Em uma iniciativa significativa, o Conselho Federal de Psicologia (CFP) do Brasil promulgou uma resolução em 17 de maio de 2022, delineando diretrizes fundamentais para a prática dos profissionais da Psicologia em relação às diversas orientações não-monossexuais, incluindo bissexualidade. Esta resolução reflete um compromisso com a autodeterminação de cada indivíduo em relação à sua orientação sexual e identidade de gênero, reconhecendo a complexidade das intersecções entre diferentes marcadores sociais, como território, raça, etnia, classe, geração e deficiências, juntamente com identidades e expressões de gênero. Ao destacar essas considerações, a resolução oferece orientações essenciais para que os profissionais da Psicologia atuem de forma ética e inclusiva, promovendo o respeito pela diversidade e a valorização das experiências individuais de cada pessoa.

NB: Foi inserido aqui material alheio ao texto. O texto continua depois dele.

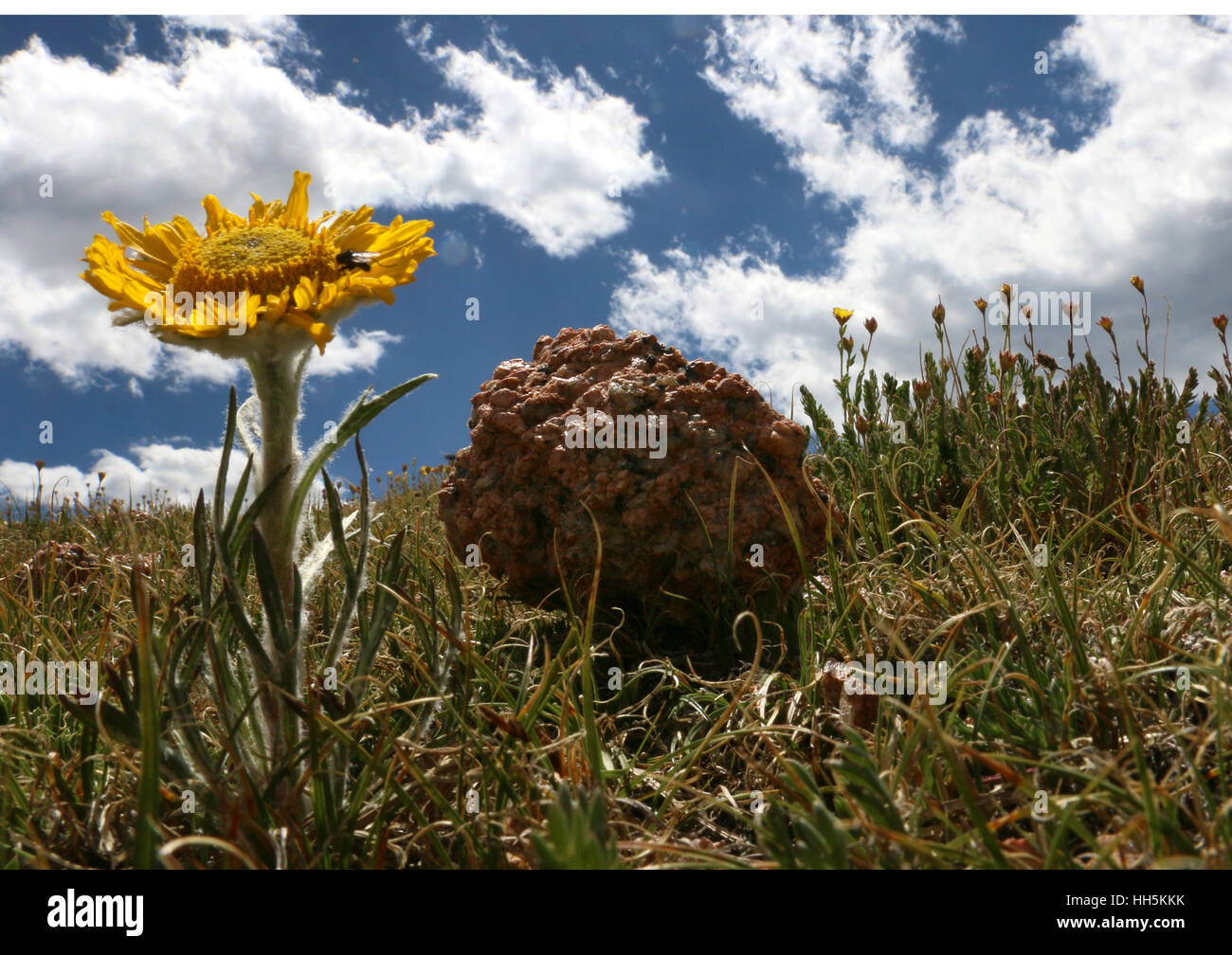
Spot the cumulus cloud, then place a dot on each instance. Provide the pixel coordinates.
(233, 110)
(1149, 189)
(154, 472)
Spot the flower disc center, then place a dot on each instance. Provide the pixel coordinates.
(254, 259)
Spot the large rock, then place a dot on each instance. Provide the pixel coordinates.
(546, 440)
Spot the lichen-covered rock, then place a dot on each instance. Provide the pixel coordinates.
(652, 443)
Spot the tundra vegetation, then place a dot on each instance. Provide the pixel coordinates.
(1056, 533)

A resolução do Conselho Federal de Medicina (CFM) sobre a equipe multidisciplinar deixa de incluir obstetras e ginecologistas, o que é surpreendente, considerando o vínculo essencial que o obstetra estabelece com a gestante. Esta exclusão pode interromper o apoio crucial à mãe e ao bebê, além de potencialmente favorecer pressões médicas desnecessárias.

Profissionais que participam desse tipo de prática devem ser responsabilizados, e medidas rigorosas devem ser tomadas para garantir a proteção e os direitos das pessoas intersexo. A ABRAI (Associação Brasileira Intersexo) é uma das poucas organizações sociais que tem lutado por mudanças nesse sentido, buscando a modificação dessa norma em prol da proteção das pessoas intersexo e de seus direitos.